16-Fold Degeneracy of Peptide Plane Orientations from Residual Dipolar Couplings: Analytical Treatment and Implications for Protein Structure Determination
Jean-Christophe Hus#†‡, Loïc Salmon‡, Guillaume Bouvignies‡, Johannes Lotze‡, Martin Blackledge*‡ and Rafael Brüschweiler*§
Residual dipolar couplings (RDCs) measured for internally rigid molecular fragments provide important information about the relative orientations of these fragments. Dependent on the symmetry of the alignment tensor and the symmetry of the molecular fragment, however, there generally exist more than one solution for the fragment orientation consistent with the measured RDCs.
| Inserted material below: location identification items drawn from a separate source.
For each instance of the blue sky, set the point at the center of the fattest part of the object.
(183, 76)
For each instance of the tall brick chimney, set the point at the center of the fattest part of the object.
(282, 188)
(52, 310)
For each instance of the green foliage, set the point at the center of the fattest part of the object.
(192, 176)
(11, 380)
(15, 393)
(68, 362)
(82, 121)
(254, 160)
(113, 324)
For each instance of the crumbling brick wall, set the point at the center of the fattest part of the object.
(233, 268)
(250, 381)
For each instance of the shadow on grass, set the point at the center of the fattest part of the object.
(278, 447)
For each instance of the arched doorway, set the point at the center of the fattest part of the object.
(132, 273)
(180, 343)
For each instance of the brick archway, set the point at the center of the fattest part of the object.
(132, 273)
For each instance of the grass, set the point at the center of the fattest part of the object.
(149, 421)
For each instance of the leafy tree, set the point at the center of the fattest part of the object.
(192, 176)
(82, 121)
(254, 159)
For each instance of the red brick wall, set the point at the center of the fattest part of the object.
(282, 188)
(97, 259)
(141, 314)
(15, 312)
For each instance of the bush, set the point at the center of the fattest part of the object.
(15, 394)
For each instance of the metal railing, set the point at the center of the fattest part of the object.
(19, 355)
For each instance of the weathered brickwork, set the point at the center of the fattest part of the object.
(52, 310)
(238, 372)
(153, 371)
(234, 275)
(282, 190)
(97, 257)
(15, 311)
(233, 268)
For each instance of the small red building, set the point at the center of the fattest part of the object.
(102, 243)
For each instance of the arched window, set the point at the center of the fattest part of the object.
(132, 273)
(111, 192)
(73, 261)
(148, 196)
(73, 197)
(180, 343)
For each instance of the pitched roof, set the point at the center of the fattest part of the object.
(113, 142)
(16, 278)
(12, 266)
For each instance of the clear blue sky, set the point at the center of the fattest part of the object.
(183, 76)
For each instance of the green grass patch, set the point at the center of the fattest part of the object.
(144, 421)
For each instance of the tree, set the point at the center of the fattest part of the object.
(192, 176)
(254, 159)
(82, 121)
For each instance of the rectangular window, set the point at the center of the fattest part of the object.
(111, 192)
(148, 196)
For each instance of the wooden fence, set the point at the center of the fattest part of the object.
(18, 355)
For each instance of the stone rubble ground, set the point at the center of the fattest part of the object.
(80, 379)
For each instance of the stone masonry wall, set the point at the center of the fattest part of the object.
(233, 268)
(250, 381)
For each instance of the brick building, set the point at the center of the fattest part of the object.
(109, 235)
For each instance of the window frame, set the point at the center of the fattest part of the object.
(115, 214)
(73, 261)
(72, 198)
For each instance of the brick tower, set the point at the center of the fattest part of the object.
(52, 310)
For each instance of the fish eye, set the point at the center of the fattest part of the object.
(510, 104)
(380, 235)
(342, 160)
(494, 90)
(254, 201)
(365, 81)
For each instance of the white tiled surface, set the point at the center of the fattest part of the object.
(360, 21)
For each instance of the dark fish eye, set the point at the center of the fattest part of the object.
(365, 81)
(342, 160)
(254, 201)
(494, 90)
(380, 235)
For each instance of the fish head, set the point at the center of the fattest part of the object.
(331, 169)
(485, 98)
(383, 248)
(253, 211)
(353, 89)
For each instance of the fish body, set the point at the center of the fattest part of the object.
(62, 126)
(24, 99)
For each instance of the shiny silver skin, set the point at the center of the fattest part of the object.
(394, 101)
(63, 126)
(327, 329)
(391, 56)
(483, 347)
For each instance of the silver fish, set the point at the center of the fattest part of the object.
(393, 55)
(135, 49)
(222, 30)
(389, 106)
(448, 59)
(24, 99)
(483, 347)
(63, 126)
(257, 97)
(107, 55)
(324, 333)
Analytical solutions are presented that describe the complete set of orientations of internally rigid fragments that are consistent with multiple dipolar couplings measured in a single alignment medium that is rhombic. For the first time, it is shown that, for a planar fragment such as the peptide plane, there generally exist 16 different solutions with their analytical expressions presented explicitly. The presence of these solutions is shown to be highly relevant for standard structure determination protocols using RDCs to refine molecular structures. In particular, when using standard protein structure refinement with RDCs that were measured in a single alignment medium as constraints, it is found that often more than one of the peptide plane solutions is physically viable; i.e., despite being consistent with measured RDCs, the local backbone structure can be incorrect. On the basis of experimental and simulated examples, it is rationalized why protein structures that are refined against RDCs measured in a single medium can have lower resolution (precision) than one would expect on the basis of the experimental accuracy of the RDCs. Conditions are discussed under which the correct solution can be identified.